Même désenchantée par votre expérience à l’ENA, vous n’appelez pas pour autant à sa suppression. Vous pensez plutôt à une réforme en profondeur. Quelles sont les réformes les plus urgentes selon vous et comment y parvenir ?
En effet, je crois que supprimer l’ENA ne servirait à rien : il faudra bien continuer à recruter et à former des hauts fonctionnaires. Les faire passer par d’autres écoles, par d’autres circuits de formation que l’on réinventerait de toutes pièces, c’est seulement reconduire le problème en le dispersant et en le rendant moins visible. Ce serait au surplus bien plus coûteux que de réformer ce qui existe – à moyens constants, cela n’exige que deux choses, certes essentielles, mais gratuites : une vision et une volonté. Sans compter qu’il ne faut pas sous-estimer le poids de l’Histoire – et des énarques ! – dans un pays comme la France. Je crois que l’on n’est pas près de renoncer aux grandes écoles comme partie intégrante du mythe français des élites, fondé sur un rapport très particulier et très méfiant à l’université.
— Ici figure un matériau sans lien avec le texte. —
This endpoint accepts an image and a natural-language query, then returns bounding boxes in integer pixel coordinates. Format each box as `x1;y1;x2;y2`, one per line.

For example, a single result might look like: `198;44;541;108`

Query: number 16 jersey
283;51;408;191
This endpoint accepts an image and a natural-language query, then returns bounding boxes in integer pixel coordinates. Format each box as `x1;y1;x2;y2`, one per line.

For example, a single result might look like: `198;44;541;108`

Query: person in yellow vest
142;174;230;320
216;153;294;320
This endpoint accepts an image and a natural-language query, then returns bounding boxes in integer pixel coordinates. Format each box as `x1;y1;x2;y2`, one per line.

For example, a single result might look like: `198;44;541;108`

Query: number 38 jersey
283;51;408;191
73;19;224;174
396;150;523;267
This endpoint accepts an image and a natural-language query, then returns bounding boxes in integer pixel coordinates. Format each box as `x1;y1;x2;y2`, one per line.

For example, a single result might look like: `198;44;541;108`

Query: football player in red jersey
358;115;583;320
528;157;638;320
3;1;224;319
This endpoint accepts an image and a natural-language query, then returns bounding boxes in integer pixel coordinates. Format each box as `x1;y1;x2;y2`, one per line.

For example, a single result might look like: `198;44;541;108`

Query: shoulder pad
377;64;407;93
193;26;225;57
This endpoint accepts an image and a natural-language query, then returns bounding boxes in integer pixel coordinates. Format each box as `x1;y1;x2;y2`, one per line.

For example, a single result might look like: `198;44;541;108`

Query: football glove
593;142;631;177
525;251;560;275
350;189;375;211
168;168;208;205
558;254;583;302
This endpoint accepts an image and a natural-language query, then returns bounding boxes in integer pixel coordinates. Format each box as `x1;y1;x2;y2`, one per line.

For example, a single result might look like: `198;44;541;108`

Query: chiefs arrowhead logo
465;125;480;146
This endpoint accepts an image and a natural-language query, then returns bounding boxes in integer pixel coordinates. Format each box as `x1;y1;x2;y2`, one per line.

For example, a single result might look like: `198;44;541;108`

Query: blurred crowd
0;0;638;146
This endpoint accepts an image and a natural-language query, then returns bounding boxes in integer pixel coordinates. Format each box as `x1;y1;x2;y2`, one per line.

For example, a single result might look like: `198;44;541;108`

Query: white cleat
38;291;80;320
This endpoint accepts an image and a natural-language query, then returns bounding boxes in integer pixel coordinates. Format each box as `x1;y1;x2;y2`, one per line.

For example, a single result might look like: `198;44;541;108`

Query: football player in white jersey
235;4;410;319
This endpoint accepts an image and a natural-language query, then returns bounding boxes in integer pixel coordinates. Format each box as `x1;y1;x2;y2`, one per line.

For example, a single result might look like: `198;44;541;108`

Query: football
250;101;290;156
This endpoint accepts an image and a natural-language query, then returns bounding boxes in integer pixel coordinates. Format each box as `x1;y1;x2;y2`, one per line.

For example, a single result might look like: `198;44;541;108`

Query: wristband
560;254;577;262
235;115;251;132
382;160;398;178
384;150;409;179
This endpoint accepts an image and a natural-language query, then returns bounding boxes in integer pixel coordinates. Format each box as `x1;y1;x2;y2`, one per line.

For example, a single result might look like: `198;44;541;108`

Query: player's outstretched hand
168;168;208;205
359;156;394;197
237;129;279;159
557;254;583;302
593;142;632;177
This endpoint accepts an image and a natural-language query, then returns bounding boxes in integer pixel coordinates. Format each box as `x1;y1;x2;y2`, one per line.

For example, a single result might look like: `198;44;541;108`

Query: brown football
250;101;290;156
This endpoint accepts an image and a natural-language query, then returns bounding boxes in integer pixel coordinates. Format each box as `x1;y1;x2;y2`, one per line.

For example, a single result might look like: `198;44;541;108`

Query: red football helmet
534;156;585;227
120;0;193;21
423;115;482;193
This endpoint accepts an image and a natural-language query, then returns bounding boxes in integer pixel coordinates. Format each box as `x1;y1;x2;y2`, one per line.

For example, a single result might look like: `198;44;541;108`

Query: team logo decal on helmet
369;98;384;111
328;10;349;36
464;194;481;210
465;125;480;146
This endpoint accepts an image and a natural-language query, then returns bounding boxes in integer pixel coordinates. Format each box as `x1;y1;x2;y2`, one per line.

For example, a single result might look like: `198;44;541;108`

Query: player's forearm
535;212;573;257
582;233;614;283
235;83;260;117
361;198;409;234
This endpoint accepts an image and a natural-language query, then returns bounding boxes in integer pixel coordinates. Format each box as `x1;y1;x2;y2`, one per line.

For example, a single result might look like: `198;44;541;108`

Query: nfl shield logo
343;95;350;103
C’est pourquoi je crois que l’ENA va demeurer, mais qu’elle ne le peut et ne le doit qu’à condition d’être fidèle à sa vocation initiale, celle de l’ordonnance de Debré de 45 : insuffler « le sentiment des hauts devoirs que la fonction publique entraîne » et « donner les moyens de les bien remplir ». Ceci passe par une formation…qui formerait à quelque chose ! Dans leur configuration actuelle, les deux années de scolarité représentent un terrible gâchis – hormis les stages, et encore, à condition d’être chanceux et correctement suivi par les « maîtres de stage ». Former à quelque chose n’est pas si compliqué : mais il faut pour cela sortir de l’ambiguïté constitutive de l’ENA, qui en fait une « école d’application » – mais d’application de quoi ? – complètement coupée du monde de l’enseignement supérieur – et qui ne délivre d’ailleurs aucun diplôme, chose de plus en plus contestable dans un environnement internationalisé où l’énarque n’a aucune légitimité face à ses homologues des administrations étrangères détenteurs de PhD (« docteurs »). Quand bien même les énarques sont souvent à bac +8 ou 10, ils ont rarement ce grade, puisque l’ENA ne délivre aucun diplôme.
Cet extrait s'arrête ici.